= Peritus =

Invited expert at a church council

Peritus (Latin for "expert"; plural periti) is the title given to Roman Catholic theologians attending an ecumenical council to give advice. At the Second Vatican Council (also known as 'Vatican II'), some periti accompanied individual bishops or groups of bishops from various countries. Others were formally appointed advisers to the whole Council.

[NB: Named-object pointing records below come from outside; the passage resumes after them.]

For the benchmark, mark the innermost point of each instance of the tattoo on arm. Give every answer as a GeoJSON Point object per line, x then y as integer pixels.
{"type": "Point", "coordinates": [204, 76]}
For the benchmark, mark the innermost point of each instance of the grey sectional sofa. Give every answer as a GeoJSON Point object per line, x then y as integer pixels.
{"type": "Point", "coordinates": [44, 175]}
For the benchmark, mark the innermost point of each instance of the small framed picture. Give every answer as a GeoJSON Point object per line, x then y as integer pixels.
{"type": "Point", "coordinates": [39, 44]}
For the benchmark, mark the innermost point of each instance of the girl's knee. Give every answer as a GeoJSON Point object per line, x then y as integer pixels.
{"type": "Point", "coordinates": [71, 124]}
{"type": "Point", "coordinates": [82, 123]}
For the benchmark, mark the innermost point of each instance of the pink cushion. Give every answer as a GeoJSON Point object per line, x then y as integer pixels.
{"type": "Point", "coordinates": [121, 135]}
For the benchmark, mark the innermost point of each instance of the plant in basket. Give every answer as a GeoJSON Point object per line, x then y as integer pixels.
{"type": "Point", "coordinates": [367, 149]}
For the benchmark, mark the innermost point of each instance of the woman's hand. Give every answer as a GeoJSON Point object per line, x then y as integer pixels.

The periti of Vatican II, although their official status designated them as at the service of the council, were most often at the service of one of the two major currents which were counterposed at the Council: on the one hand, on the side of reforms in the church (in favor of ideas such as acceptance of religious freedom, revision of church–state relations, reassessment of relations with other religions); or, on the other hand, on the side of the 'traditionalists', who generally did not support changes to doctrine or to the ways in which the Church engaged in and with the world. This latter grouping espoused a continuing clash of Catholicism with certain other institutions and more 'modern' ideas and parts of society seen as problematic, as had been seen since at least the Councils of Trent and Vatican I (this was especially true for the experts close to the major grouping of traditionalists for Vatican II, Coetus Internationalis Patrum (Group of International Fathers)).

A leading reform-minded peritus, Fr (later Cardinal) Yves Congar served as a consultant to the council upon the invitation of Pope John XXIII, but was hired as personal and expert theologian (peritus) at the council to Bishop Jean-Julien Weber of Strasbourg. This allowed him to attend all the general sessions and participate in discussions of any Commission to which he was invited.

Periti from the United States at Vatican II were numerous. Altogether 109 US theologian experts were recognised over the four sessions of the Council.